A traveller in Gilead and Moab will find precisely similar collections of hovels, similarly surrounded with walls of unhewn blocks, and associated, as in Ireland, with cromlechs and cairns and menhirs, the relics of the same prehistoric race which through long centuries, and after long journeys to new lands, continued to build houses, erect camps, and set up monuments to their dead in Ireland, Wales, Scotland, Cornwall, and Northern Africa precisely as they did in Central Asia and in Palestine. A mysterious people that never advanced in the art of building, but clung tenaciously, as the bee, the bird, the spider, and the ant, to traditional usage in the structure of their dwellings, and which clung with like tenacity to the cult of ancestors. It came out of Asia with polished stone weapons, and only slowly accepted, as foreign importations, axes and swords and personal ornaments, made of bronze.

Certainly these were the most conservative people that ever overran Europe; and possibly that clinging to old institutions, that aversion to change, which brought ruin on the Welsh cause, may have been due to the large admixture of Iberian blood in the Cymric veins.

Take the Welshman of the present day. In his politics he is a Liberal, but in his bent of mind, in his mode of life, in his social relations, he is the most conservative of men.

This tenacity to what is old and customary is a valuable asset; it counterbalances the volatile and experimental tendency to adopt every novelty, and wreck every institution to supplant it with what is new and untried, but which is loud in promise.

It may be, it probably is the case, that there is much of this immobility in the English race. It is because of this that the American and German are beating us in manufacture and commerce, and if we are ever routed in the field, it will be due to the clot of it that has settled in our War Office not having been expelled.


CHAPTER V
BANGOR AND CARNARVON

Foundation of Bangor—Madog the Fox—The cathedral—Owen Gwynedd—Visit of Archbishop Baldwin—“Lazy-tongs”—Llanidan—Shrine of S. Nidan—Curious phenomenon of the filling stoup—Bust of Edwen—Llanfair—Owen Tudor—The fable of the Welsh pot-girl—Carnarvon—Elen the Road-maker—Maximus—Edward of Carnarvon—Hugh the Fat and Hugh the Wolf—Plas Newydd—Cromlechs—Destruction of prehistoric monuments—The cult of the dead—Llanddwyn—Story of Dwynwen—The holy well—Curious offering in the porch—Penrhyn quarries—Names of slates—Albert Davies—The Hirlas Horn—Lakes—Marchlyn.

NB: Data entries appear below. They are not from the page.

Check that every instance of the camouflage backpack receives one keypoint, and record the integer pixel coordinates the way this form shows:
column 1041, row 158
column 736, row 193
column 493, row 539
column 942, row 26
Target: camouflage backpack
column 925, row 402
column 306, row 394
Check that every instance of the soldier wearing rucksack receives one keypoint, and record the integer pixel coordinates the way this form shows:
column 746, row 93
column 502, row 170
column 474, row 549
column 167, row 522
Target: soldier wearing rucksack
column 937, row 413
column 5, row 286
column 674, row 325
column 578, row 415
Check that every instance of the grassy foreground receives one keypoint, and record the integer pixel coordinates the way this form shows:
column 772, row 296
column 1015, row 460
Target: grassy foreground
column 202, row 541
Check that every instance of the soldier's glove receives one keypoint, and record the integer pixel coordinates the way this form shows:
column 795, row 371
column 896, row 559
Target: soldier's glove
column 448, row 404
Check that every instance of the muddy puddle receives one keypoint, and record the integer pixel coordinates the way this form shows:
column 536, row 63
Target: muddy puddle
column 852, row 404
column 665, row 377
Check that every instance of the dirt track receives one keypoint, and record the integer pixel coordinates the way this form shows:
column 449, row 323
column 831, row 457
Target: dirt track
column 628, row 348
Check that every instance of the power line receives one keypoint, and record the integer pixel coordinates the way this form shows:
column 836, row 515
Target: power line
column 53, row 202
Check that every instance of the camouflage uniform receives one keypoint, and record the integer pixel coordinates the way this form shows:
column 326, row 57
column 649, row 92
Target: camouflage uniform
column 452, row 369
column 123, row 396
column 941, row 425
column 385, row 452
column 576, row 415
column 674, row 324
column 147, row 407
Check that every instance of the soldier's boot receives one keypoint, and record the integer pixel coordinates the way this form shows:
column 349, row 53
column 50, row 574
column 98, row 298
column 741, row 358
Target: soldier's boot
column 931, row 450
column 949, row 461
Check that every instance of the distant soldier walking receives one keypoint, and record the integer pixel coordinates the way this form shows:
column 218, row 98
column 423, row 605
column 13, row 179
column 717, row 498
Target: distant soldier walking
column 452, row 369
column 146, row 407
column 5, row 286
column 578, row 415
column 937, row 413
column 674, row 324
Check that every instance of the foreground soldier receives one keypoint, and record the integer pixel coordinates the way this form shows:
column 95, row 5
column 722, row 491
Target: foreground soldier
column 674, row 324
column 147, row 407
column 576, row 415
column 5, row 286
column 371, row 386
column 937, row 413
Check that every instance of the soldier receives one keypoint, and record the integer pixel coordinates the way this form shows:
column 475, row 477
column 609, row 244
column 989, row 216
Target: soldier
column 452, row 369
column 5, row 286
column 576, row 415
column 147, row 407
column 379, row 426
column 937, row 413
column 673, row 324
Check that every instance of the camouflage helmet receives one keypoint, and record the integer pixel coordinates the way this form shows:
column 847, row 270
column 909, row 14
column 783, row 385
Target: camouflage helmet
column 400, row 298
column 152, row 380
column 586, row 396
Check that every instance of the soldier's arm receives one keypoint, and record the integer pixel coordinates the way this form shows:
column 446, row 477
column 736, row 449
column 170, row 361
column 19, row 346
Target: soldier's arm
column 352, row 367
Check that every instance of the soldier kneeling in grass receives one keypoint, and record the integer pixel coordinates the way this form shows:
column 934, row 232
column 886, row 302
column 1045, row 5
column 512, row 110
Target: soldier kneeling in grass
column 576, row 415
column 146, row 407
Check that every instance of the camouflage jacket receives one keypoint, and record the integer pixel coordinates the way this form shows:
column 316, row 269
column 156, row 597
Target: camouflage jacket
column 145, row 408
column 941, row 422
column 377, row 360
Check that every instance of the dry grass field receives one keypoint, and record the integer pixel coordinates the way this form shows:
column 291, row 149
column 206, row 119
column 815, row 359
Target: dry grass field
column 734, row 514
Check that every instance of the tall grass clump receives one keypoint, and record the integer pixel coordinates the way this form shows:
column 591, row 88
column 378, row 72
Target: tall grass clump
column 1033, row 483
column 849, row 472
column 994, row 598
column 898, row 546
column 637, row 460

BANGOR, pleasantly situated in a green valley, near the sea, sheltered from every rough blast, communicating with Beaumaris by a steamer, or with a ferry across the Menai Straits at Garth, backed by the glorious heathery mountains of Carnedd Dafydd, Elidyr Fawr, and Carnedd Llewelyn, with easy access by the London and North Western line on the one side with the thronged watering-places on the north coast, and with the Snowdon district on the other, serves as a convenient and cheerful centre for excursions, and is preferable on the whole to Carnarvon. Bangor was founded by S. Deiniol in the sixth century. Deiniol was grandson of Pabo Post Prydain, whose monument is at Llanbabo, in Anglesey. His father was Dunawd, prince in North Britain, who, to his lasting disgrace, instead of uniting with his fellow-Britons against the Picts, attacked the sons of Urien, king of Rheged or Moray, and met with his deserts, for the Picts drove him from his principality, and he and his sons fled helter-skelter to Wales, where he entered the ecclesiastical estate, as the secular life was closed to him, and became Abbot of Bangor on the Dee, in Flintshire.